Tough issues remain as climate change negotiators chart the year’s work in Bangkok.
This week’s climate talks in Bangkok started on a high note with overviews of countries’ climate efforts, but quickly spiraled downward into arguments over the year’s work plan, the place where the politics were being played out. More than petty bickering, these disagreements were a stark reminder of the political divisions that remain to be overcome.
In the end, after intense negotiations, the meeting delivered modest progress: an agenda to build on the Cancun Agreements before the next Conference of the Parties (COP) in December in Durban, South Africa, and to discuss the broader political issues that were left unresolved in Mexico.
The meeting in Bangkok was the first time since the standing ovations of the Cancun talks last December that countries had met. Bangkok reaffirmed that Cancun offered progress on important issues including commitments and actions to reduce greenhouse gas emissions and frameworks for adaptation, technology, forests and finance.
However, it is also clear that the Cancun Agreements are not the end of the story. If progress is to be maintained, two things need to happen this year. First, negotiators need to fill in many details to implement the Cancun decisions. Second, certain larger political issues that were left unresolved in Mexico need to be addressed.
The Cancun Agreements struck a delicate balance between issues of concern to developing countries, such as adaptation, the provision of financing and deeper emissions cuts by developed countries, and issues of concern to developed countries, such as promises by developing countries to take action and report transparently on their climate efforts. In Bangkok, both sides wanted to make sure their issues stayed on the table this year. At the same time, developing countries were insistent that the bigger political issues that were unresolved in Cancun, such as the future Kyoto Protocol, be addressed in time for COP-17.
The Bangkok agenda sets the groundwork for discussions at the next negotiating session in June in Bonn, Germany on the various elements of the Cancun Agreements, in order to design institutions and rules by COP-17. We also got a glimpse of the important discussions ahead on implementation. Developed and developing countries presented their actions to address climate change in open workshops. In the room, the tone was constructive as countries learned about their counterparts’ efforts to turn broad international pledges into concrete action on the ground. But these workshops also emphasized the need to provide more transparency and consistency around countries’ efforts, as mandated in the Cancun Agreements.
Negotiators also took initial steps to tackle the bigger political questions that were left out in Cancun. Among other developments:
Developing countries made clear in Bangkok that they want developed countries to agree to a second commitment period of the Kyoto Protocol. This is a difficult but very important issue that risks derailing the talks in Durban in December if not addressed properly, but some developed countries showed willingness to take that step under certain conditions to be discussed at the next session.
A continued discussion of the legal form a future additional climate agreement is also on the agenda for the year.

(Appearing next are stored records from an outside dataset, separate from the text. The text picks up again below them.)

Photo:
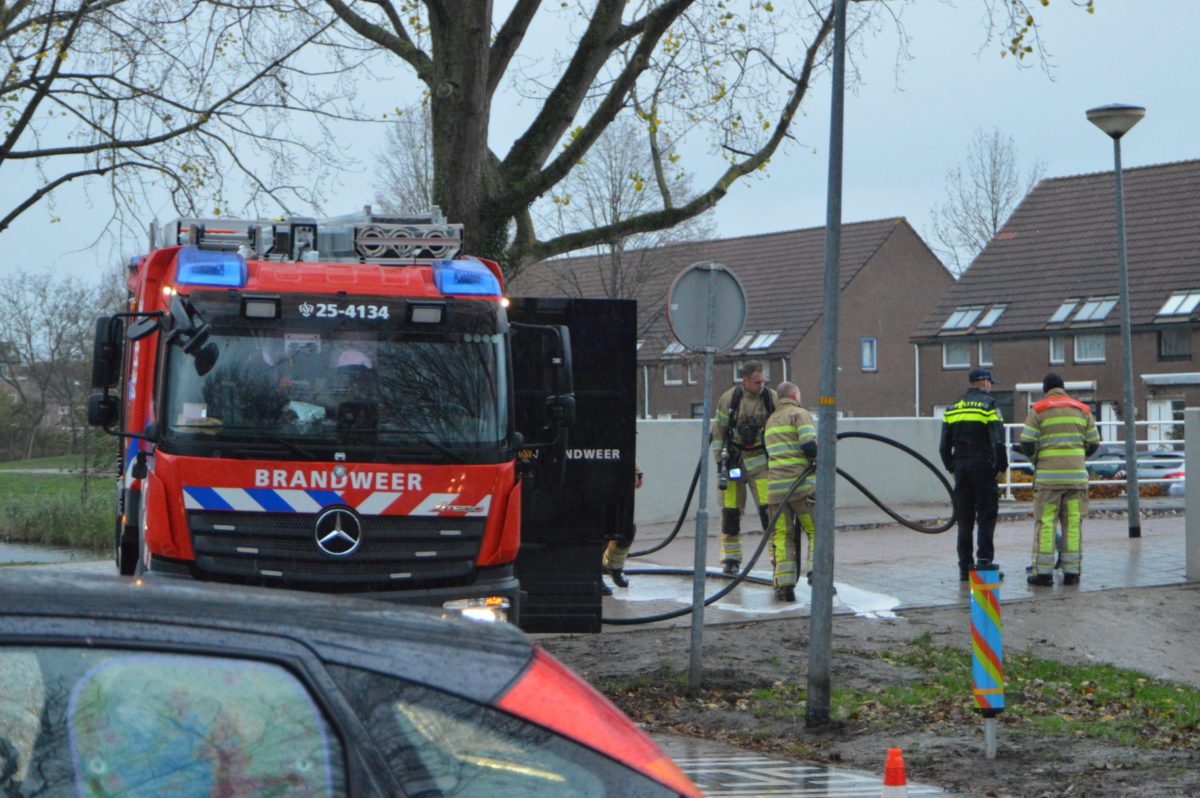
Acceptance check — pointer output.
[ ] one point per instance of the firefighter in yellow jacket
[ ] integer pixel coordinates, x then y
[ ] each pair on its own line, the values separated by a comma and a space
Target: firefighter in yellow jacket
741, 453
791, 448
1059, 436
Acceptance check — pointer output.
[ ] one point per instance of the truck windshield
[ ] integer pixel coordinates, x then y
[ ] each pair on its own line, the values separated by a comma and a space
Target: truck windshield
310, 391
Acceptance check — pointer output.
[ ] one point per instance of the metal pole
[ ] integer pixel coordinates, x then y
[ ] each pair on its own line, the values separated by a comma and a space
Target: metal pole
700, 567
1127, 346
821, 617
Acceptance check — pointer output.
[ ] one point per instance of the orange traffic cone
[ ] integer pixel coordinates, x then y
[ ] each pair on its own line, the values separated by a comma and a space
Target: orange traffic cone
894, 784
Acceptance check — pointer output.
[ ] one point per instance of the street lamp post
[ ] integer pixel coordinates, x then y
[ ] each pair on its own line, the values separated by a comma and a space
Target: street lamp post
1116, 121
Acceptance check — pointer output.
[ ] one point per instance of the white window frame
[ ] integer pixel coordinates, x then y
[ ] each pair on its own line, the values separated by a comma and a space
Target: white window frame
765, 340
985, 353
868, 354
673, 367
1090, 336
1096, 309
1063, 311
1185, 351
1057, 353
1181, 303
963, 317
965, 346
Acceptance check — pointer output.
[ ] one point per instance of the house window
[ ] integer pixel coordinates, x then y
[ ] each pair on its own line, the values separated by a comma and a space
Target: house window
737, 371
1090, 348
1057, 351
1063, 311
766, 339
867, 355
963, 317
1174, 345
1181, 304
991, 316
955, 354
1096, 309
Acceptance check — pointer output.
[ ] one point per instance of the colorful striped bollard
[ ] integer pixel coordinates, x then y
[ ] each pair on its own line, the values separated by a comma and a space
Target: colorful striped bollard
987, 652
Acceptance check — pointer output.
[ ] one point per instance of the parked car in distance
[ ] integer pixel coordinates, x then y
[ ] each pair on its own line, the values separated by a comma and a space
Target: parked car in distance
154, 688
1179, 486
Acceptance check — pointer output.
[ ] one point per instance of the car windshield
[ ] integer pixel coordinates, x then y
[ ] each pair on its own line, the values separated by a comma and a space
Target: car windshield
310, 387
85, 721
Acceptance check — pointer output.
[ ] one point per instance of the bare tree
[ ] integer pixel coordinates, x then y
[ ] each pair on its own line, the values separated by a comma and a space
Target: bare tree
147, 96
981, 195
407, 163
610, 185
733, 73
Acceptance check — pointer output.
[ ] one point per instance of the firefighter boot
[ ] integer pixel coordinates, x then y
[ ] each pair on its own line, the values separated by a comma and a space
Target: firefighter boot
731, 541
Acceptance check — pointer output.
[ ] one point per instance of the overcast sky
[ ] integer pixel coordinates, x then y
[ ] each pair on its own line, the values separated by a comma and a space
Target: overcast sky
904, 131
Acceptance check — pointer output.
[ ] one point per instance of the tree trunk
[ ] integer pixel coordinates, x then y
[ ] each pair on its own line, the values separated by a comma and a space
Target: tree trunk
461, 114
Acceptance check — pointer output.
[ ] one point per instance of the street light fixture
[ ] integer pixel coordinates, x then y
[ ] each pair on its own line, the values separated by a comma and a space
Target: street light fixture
1116, 120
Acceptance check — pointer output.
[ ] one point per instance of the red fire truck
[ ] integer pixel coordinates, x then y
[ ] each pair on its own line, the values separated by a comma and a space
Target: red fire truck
349, 405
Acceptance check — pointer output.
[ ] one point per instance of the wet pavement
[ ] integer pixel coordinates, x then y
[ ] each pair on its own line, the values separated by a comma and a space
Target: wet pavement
881, 568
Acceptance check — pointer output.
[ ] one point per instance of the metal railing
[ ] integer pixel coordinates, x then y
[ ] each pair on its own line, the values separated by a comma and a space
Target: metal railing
1158, 454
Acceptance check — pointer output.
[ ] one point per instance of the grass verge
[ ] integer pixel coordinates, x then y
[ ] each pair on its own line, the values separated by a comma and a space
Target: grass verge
52, 510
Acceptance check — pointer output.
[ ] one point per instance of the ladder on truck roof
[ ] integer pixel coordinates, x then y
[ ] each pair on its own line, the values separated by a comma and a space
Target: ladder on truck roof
353, 238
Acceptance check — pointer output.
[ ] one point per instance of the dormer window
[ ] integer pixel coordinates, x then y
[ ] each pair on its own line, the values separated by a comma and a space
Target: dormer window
991, 316
1096, 309
1063, 311
963, 317
1181, 304
765, 340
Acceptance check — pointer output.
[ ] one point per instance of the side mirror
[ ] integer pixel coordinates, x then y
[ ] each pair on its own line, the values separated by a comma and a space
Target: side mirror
205, 358
102, 411
106, 353
142, 328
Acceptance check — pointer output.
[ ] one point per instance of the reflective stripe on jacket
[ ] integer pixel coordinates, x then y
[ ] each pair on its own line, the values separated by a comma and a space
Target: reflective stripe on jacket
751, 411
1062, 431
787, 430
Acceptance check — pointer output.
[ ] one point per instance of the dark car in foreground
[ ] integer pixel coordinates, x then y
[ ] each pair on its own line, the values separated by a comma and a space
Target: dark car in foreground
153, 688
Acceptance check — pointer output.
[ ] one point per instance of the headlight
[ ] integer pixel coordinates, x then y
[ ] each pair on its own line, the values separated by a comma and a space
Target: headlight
492, 609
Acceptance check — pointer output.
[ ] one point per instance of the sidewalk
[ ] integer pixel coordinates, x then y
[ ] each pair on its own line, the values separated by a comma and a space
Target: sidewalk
881, 567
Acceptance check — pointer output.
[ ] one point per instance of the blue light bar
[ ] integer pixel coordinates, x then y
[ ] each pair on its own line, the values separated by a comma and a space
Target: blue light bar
210, 268
465, 277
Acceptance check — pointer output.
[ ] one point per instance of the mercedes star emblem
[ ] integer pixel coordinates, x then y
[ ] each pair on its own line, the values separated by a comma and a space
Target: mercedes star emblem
339, 532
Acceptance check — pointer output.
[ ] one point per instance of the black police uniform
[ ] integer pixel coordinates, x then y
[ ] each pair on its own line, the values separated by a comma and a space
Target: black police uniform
973, 449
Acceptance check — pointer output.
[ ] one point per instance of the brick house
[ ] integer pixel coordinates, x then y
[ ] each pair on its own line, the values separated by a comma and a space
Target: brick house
889, 283
1043, 297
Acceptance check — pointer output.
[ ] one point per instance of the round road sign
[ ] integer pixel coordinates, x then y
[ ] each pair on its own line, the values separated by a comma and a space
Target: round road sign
705, 289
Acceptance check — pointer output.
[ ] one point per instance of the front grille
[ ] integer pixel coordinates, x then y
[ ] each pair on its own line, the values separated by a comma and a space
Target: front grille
396, 551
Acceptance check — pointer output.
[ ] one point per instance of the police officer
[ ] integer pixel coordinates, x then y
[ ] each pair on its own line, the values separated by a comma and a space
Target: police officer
1060, 435
791, 449
738, 443
973, 449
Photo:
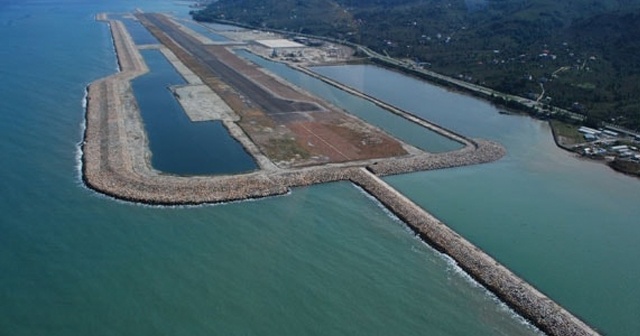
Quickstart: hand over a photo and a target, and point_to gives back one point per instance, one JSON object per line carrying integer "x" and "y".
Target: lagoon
{"x": 568, "y": 226}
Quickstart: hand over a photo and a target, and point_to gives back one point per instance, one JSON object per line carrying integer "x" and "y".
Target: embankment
{"x": 116, "y": 159}
{"x": 116, "y": 162}
{"x": 518, "y": 294}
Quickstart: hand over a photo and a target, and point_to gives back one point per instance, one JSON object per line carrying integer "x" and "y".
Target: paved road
{"x": 257, "y": 94}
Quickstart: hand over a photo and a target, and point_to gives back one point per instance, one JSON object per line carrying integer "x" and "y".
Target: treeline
{"x": 584, "y": 54}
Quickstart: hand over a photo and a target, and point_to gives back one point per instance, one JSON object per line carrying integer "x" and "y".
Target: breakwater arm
{"x": 518, "y": 294}
{"x": 116, "y": 162}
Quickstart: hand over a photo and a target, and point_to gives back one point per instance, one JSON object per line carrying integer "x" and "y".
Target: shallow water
{"x": 322, "y": 260}
{"x": 178, "y": 145}
{"x": 567, "y": 225}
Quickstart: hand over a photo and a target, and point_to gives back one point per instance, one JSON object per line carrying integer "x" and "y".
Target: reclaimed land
{"x": 116, "y": 162}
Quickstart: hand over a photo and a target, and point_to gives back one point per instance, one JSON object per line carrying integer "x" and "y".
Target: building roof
{"x": 280, "y": 43}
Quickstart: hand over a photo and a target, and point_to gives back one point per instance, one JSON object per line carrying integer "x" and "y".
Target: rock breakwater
{"x": 116, "y": 162}
{"x": 518, "y": 294}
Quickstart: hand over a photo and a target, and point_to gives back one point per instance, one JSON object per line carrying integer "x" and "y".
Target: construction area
{"x": 297, "y": 140}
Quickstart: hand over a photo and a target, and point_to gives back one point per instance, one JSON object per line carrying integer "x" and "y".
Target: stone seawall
{"x": 116, "y": 162}
{"x": 518, "y": 294}
{"x": 116, "y": 158}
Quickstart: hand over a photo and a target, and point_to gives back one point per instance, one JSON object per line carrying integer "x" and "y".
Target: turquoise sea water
{"x": 568, "y": 226}
{"x": 399, "y": 127}
{"x": 322, "y": 260}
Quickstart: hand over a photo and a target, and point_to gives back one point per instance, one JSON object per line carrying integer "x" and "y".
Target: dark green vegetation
{"x": 581, "y": 55}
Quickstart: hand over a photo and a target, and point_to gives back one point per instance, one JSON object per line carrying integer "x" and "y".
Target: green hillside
{"x": 584, "y": 54}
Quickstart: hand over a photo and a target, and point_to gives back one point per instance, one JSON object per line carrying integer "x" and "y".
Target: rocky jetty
{"x": 116, "y": 162}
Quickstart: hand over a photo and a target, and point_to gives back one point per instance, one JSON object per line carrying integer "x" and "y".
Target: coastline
{"x": 115, "y": 162}
{"x": 116, "y": 155}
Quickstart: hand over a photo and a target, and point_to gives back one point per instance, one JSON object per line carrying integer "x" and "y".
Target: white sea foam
{"x": 378, "y": 204}
{"x": 457, "y": 271}
{"x": 453, "y": 267}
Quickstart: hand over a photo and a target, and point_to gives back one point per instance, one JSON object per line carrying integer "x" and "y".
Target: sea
{"x": 322, "y": 260}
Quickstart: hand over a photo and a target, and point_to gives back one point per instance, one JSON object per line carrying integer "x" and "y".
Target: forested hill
{"x": 585, "y": 54}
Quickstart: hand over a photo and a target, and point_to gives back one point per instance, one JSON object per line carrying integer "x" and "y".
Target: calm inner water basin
{"x": 179, "y": 146}
{"x": 568, "y": 226}
{"x": 139, "y": 33}
{"x": 397, "y": 126}
{"x": 323, "y": 260}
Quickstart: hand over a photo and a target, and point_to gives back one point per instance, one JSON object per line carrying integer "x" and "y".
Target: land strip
{"x": 116, "y": 162}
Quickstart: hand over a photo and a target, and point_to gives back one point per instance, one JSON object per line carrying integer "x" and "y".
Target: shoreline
{"x": 116, "y": 156}
{"x": 115, "y": 162}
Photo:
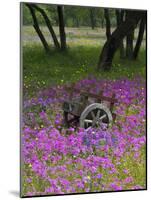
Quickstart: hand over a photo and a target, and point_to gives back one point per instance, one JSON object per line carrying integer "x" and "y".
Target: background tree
{"x": 108, "y": 24}
{"x": 140, "y": 37}
{"x": 62, "y": 28}
{"x": 37, "y": 29}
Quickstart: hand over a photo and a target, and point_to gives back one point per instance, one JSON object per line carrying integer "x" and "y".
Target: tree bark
{"x": 111, "y": 45}
{"x": 108, "y": 24}
{"x": 92, "y": 18}
{"x": 48, "y": 23}
{"x": 119, "y": 19}
{"x": 37, "y": 29}
{"x": 61, "y": 28}
{"x": 129, "y": 41}
{"x": 140, "y": 37}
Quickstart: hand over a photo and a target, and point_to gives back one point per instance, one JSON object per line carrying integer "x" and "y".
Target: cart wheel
{"x": 95, "y": 115}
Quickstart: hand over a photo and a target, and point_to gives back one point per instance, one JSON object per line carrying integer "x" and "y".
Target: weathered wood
{"x": 48, "y": 23}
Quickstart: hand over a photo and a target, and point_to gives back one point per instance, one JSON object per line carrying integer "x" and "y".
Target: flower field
{"x": 60, "y": 160}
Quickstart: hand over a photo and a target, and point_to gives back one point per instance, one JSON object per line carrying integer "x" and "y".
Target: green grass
{"x": 42, "y": 70}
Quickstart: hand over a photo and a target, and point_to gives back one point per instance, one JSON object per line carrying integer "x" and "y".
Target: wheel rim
{"x": 95, "y": 115}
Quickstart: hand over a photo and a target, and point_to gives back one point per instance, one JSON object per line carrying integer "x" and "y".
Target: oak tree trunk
{"x": 129, "y": 41}
{"x": 61, "y": 28}
{"x": 108, "y": 24}
{"x": 48, "y": 23}
{"x": 111, "y": 45}
{"x": 140, "y": 37}
{"x": 37, "y": 29}
{"x": 92, "y": 18}
{"x": 119, "y": 19}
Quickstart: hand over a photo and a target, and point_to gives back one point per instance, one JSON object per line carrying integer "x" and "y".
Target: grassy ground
{"x": 79, "y": 61}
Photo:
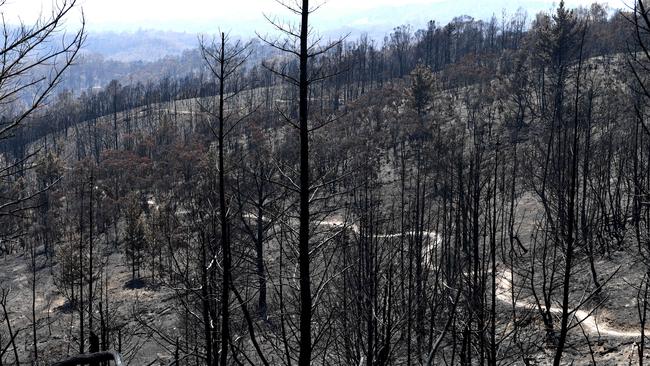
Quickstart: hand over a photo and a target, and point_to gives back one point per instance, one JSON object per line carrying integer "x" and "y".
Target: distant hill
{"x": 144, "y": 45}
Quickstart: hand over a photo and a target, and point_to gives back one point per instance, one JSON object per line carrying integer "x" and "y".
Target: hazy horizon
{"x": 244, "y": 18}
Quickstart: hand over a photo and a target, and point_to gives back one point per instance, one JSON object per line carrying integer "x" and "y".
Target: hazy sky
{"x": 243, "y": 15}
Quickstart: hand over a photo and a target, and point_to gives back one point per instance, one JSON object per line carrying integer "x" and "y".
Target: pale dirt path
{"x": 504, "y": 292}
{"x": 587, "y": 318}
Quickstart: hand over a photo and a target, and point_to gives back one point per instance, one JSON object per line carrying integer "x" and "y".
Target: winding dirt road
{"x": 504, "y": 293}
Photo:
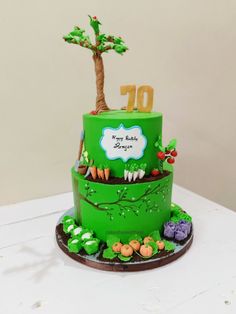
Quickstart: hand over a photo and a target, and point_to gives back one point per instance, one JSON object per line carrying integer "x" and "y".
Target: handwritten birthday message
{"x": 124, "y": 143}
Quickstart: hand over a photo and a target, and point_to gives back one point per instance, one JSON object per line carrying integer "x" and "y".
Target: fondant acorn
{"x": 147, "y": 239}
{"x": 146, "y": 250}
{"x": 135, "y": 245}
{"x": 126, "y": 250}
{"x": 116, "y": 247}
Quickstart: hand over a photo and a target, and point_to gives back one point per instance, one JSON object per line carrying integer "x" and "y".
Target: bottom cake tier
{"x": 122, "y": 209}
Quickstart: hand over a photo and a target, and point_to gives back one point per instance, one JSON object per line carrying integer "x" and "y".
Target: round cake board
{"x": 95, "y": 262}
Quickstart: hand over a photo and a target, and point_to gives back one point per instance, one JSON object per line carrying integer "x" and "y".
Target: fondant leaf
{"x": 111, "y": 239}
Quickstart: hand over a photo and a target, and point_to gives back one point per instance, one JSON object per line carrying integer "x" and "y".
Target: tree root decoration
{"x": 125, "y": 204}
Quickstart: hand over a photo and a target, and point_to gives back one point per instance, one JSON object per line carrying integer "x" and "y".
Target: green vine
{"x": 128, "y": 204}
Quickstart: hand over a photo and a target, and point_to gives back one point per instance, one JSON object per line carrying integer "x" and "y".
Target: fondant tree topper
{"x": 103, "y": 43}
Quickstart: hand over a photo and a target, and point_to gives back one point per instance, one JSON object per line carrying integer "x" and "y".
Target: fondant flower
{"x": 169, "y": 229}
{"x": 185, "y": 226}
{"x": 180, "y": 233}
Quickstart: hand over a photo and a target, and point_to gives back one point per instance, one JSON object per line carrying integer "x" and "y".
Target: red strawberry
{"x": 174, "y": 153}
{"x": 161, "y": 155}
{"x": 155, "y": 172}
{"x": 170, "y": 160}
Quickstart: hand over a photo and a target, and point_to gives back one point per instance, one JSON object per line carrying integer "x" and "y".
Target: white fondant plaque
{"x": 124, "y": 143}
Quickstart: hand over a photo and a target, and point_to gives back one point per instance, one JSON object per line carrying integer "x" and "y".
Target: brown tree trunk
{"x": 99, "y": 70}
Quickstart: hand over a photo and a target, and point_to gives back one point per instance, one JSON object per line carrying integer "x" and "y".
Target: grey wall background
{"x": 185, "y": 49}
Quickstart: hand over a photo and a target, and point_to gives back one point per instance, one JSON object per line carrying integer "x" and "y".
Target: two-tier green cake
{"x": 119, "y": 206}
{"x": 123, "y": 217}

Finally, a review of countries’ commitments to be developed by Durban will aim to bridge the gap between current pledges and the level of ambition needed to meet the 2 degree goal.
Moving forward, countries must implement the provisions of the Cancun Agreements and address the bigger political questions. The agenda is ambitious. The next negotiating session of the UNFCCC in Bonn in June should be the time when process gives way to substance. Countries should get to work on these difficult questions in a spirit of compromise to stay on target for COP-17. There is no time to lose.
In addition, as the details of the agreements are negotiated over the coming weeks and months, countries need to continue to move ahead with their own national plans to reduce carbon emissions and shift to cleaner, lower carbon energy sources. More action is urgently needed at the national and international level.